You don't have to limit your berry intake to in-season either. Fresh, frozen (without sugar), or dried...the benefits are the same.
Got milk? If you want to keep your bones strong and lessen your chance of fractures as you get older, add calcium-rich foods such as low-fat cheese and milk to your diet. Calcium also keeps teeth strong, helps your muscles contract, and your heart beat. Recent studies have even shown that calcium may lower your risk of colon polyps, and help you lose weight. Researchers at Purdue University found that women who consume calcium from low-fat dairy products, or get at least 1,000 milligrams a day, showed an overall decrease in body weight.

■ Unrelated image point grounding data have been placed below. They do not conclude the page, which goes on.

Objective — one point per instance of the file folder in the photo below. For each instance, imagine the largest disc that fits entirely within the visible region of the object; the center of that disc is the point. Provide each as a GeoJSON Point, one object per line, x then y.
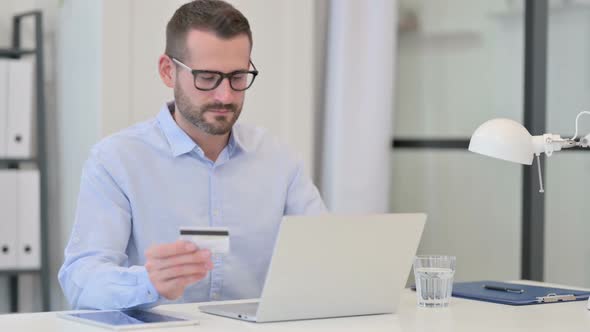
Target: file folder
{"type": "Point", "coordinates": [3, 106]}
{"type": "Point", "coordinates": [8, 219]}
{"type": "Point", "coordinates": [20, 109]}
{"type": "Point", "coordinates": [28, 207]}
{"type": "Point", "coordinates": [518, 295]}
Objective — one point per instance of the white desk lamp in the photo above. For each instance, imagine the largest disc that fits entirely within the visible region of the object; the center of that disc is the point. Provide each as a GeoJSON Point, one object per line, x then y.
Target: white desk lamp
{"type": "Point", "coordinates": [508, 140]}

Dairy products are the best source of calcium. Choose skim milk, low-fat yogurt, and low-fat cheese to avoid saturated fats. A single serving can provide you with 30% of the 1,000 milligrams a day you need. You can also add calcium to your diet with calcium-enriched cereals and orange juice. Foods such as dark green vegetables, dried beans, and sardines also contain calcium.
Won't taking a calcium supplement do the trick? Sure, says William Hart, but calcium-rich foods are also high in protein needed for bone and muscle strength.
While you're adding calcium to your diet, don't forget to exercise. Your bones will thank you later. "Calcium alone isn't enough. Add weight-bearing exercise as well," says Hart. Take the stairs, park at the far end of the parking lot, walk wherever you can. You'll help the calcium do its job."
Water for Energy and Your Skin
Most people don't drink enough water," says nutritionist Susan Ayersman. "We need water to flush out toxins, keep our tissues hydrated, keep our energy up."
Water is also essential if you're eating high-fiber foods, says Leslie Bonci at the University of Pittsburgh Medical Center. Water helps fiber do its job.